それをわざわざ引っ張ったり、つついたり……それは誰だって怒るはず。
「そういう事なら、奏、俺も」
「夏と秋はわかった、よろしく頼む。……蓮は?」
「さっき、湊さんから誠(マコト)さんに連絡があったみたいで……やっぱり湊さんの指名した人じゃなかったみたいだね。誰だか検討もつかないから捜査のために証拠を押さえてみろって、課題出た。今週は泳がせて、来週辺りに一気に証拠押えようと思ったけど夏と秋が代理の相手してくれれば、現物確認で出来るかな〜なんて」
「「いいけど、今度ヴィータのピアス買って」」
誠さんは蓮様の養父様。
現守神家当主で世界警察のトップを担うお方だ。
秋様方は了承したが代わりにピアスを蓮様に買わせるみたいだ。
「いいけど、あんま高いのは勘弁ね」
「…じゃあ、蓮と秋、夏、俺と澪が行くが…
白はどうする?」
「……帰る、そろそろ…だし」
白様はちゃんとΩとして発情期が月に一回くる。
その時は皆で仕事を分散させ、部屋に籠もってもらう。
この学園のΩは皆一人部屋で、発情期休暇を申請すれば学校は出席扱いになる。
予定日が近くなれば親しい人以外に合うのを避け、早めに帰宅するのが暗黙のルールだ。
「じゃ、白ちゃん送るついでに書類取ってくる」
「ん、あり…がと」
蓮様と白様はとても仲がいい。
それは蓮様が初等部の途中から守神家として仲間に加わった頃からで、私には分からない何かがあるのだろう。

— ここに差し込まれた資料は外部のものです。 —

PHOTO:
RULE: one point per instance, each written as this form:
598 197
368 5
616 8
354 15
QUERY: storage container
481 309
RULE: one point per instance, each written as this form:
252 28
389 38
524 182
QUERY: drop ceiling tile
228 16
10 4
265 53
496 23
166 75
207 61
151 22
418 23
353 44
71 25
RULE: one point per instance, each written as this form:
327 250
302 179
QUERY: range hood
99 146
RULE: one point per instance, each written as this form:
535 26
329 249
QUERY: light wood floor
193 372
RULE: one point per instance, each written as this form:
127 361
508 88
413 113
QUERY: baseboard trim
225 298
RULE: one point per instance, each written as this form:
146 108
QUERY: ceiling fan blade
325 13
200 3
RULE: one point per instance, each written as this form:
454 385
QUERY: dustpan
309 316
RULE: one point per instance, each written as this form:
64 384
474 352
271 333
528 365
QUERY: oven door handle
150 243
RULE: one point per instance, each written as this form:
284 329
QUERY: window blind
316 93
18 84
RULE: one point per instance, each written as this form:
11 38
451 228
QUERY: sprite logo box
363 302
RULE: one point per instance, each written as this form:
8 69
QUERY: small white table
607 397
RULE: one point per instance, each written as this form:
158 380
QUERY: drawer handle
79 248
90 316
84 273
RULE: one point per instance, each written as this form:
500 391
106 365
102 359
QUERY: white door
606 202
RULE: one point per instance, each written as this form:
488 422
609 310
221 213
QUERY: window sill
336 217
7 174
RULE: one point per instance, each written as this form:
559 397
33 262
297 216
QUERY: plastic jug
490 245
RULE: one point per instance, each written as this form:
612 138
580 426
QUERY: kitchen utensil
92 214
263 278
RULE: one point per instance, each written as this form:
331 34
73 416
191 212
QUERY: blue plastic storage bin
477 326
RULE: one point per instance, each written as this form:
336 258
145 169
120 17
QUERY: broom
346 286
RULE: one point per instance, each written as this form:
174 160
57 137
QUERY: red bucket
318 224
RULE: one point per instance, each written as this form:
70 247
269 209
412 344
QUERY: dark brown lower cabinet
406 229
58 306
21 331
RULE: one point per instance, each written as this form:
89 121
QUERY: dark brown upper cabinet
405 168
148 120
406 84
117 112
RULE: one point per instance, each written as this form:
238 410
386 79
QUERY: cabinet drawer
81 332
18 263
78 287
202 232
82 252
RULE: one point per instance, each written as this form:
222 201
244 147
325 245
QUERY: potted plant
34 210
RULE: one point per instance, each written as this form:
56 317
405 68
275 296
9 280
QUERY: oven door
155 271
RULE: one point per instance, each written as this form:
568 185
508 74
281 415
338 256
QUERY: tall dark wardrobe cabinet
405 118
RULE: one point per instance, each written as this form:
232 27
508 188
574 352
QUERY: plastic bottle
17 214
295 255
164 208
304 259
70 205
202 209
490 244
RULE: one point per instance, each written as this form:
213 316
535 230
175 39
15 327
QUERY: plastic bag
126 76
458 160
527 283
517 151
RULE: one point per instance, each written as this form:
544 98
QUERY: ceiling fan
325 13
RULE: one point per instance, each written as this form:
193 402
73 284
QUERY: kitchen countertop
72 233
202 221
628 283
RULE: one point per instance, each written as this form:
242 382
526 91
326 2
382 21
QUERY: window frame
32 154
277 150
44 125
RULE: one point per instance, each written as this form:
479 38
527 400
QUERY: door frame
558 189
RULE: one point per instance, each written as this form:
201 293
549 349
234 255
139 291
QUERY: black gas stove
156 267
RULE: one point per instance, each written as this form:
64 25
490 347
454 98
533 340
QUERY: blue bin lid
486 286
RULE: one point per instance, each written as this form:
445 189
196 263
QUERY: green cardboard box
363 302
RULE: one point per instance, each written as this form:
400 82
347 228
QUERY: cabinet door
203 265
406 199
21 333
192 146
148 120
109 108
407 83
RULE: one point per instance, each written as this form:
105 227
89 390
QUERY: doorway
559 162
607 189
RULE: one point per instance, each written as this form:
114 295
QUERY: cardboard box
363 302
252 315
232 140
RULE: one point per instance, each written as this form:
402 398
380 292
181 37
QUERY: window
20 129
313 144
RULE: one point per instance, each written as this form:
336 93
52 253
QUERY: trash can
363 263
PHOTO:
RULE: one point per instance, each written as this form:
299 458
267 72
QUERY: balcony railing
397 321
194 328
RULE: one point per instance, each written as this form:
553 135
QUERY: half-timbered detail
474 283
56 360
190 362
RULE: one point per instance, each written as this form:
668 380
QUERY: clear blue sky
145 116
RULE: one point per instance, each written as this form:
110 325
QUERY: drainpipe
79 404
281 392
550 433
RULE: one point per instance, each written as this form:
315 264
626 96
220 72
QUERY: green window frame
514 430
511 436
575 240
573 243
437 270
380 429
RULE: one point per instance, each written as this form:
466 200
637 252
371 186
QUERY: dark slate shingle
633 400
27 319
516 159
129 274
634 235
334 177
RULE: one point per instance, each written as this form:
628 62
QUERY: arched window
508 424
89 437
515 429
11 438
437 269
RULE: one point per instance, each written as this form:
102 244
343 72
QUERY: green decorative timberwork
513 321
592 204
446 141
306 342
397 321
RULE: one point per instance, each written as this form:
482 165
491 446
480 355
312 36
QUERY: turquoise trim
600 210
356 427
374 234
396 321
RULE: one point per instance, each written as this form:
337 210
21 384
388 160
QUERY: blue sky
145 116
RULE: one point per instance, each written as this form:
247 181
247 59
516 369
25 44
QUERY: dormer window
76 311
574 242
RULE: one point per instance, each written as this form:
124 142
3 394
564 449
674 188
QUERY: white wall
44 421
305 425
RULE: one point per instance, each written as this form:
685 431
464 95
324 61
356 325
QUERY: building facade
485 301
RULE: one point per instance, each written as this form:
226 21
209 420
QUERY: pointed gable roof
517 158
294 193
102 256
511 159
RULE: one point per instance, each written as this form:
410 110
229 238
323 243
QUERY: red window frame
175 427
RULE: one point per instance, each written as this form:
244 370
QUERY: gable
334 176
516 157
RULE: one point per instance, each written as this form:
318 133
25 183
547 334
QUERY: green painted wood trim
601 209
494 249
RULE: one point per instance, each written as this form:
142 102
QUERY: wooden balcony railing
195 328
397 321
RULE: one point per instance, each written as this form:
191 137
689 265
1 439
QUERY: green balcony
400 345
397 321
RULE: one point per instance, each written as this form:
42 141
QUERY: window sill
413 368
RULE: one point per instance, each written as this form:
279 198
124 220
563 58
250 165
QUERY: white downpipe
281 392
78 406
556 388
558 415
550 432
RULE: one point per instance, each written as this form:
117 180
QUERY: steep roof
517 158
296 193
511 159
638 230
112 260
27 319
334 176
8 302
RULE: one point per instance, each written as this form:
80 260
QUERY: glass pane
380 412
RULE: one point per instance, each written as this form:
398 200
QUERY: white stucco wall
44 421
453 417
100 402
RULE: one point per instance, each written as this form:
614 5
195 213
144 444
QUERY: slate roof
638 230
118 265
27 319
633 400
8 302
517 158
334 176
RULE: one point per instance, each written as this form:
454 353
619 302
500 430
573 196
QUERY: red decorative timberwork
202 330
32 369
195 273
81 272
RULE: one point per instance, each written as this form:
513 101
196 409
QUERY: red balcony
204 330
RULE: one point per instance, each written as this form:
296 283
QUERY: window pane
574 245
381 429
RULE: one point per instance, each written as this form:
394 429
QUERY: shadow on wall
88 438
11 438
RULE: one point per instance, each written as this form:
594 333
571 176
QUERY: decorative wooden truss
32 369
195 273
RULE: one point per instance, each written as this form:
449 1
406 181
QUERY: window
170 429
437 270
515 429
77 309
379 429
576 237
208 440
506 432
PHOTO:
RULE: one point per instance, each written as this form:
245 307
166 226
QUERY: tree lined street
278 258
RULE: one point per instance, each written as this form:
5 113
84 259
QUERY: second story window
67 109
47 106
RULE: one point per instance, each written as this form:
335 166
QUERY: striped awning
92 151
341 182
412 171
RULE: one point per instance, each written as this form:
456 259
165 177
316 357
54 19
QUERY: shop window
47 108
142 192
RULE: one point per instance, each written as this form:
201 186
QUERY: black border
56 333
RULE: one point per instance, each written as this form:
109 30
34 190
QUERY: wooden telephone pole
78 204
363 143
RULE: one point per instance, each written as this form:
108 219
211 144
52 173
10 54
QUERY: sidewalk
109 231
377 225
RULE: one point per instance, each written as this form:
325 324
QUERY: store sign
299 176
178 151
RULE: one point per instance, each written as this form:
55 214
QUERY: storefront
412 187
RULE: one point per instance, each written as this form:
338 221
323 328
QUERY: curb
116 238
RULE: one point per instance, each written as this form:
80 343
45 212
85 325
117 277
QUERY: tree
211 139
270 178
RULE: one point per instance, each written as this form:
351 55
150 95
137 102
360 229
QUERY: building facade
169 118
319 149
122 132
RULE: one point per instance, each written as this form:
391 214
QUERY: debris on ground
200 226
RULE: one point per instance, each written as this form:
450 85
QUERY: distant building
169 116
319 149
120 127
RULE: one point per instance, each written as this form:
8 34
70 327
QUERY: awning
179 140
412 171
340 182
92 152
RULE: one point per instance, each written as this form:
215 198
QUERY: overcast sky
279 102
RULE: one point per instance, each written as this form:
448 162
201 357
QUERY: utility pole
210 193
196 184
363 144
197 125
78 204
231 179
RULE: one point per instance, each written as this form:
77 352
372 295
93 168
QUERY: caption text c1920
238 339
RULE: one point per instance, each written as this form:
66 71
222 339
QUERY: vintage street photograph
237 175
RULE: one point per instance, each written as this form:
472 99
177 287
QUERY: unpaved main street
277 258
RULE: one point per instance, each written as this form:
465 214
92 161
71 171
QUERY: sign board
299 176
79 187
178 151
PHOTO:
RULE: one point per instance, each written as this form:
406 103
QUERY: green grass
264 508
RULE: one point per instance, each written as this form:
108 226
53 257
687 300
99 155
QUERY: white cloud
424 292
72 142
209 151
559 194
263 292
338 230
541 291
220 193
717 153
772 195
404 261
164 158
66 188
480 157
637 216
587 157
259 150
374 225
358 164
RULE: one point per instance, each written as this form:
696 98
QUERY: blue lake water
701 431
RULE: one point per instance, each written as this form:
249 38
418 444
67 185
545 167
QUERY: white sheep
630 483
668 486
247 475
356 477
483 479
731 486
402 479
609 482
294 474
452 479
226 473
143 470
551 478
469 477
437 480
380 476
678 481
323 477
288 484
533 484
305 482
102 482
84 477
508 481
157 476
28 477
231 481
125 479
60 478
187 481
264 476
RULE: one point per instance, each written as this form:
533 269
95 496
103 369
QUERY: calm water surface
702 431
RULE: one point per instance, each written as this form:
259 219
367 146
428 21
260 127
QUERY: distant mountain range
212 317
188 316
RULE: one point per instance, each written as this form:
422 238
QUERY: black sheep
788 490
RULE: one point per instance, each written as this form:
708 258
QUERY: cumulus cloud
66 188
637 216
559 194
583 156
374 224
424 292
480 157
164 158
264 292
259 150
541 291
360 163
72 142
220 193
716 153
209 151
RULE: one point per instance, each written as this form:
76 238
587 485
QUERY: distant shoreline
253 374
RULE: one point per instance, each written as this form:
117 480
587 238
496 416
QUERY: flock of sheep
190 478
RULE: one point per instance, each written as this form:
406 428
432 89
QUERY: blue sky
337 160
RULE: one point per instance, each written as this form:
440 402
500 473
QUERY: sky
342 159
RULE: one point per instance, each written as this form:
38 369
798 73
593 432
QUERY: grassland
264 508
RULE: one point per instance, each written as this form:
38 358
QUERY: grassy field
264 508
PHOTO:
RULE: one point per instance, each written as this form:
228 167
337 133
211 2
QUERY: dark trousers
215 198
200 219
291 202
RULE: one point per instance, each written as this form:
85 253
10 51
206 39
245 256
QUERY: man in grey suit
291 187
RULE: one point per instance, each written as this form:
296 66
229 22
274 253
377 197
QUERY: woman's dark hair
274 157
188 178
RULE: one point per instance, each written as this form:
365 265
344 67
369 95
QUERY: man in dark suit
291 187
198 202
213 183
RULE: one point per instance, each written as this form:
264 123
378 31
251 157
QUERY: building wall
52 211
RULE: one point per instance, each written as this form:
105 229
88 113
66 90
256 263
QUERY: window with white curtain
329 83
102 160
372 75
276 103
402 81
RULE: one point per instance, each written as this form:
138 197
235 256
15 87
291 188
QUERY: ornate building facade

「蓮が書類を持ってきたら行くぞ。……澪、もう1回おかわり」
話している間もおやつに作ったガトーショコラをモグモグとしていた奏様は、3個目を欲しがった。
美味しそうに食べてくれるのは嬉しいけど……毎日繰り返すと糖尿病になりかねない。
「残りはお夕食の後ですよ。さ、残りの書類を片付けてください。…白様、ケーキ持っていきますか?」
「うん!」
「……俺には?」
「奏様は我慢です」
Ωの発情期中は非常に体力を使う。
あまり食べれないとも言っていたし、今から蓄えるのだろうか。
蓮様に買い物に付き合ってと言いながらケーキの入った箱を持って生徒会室をあとにした。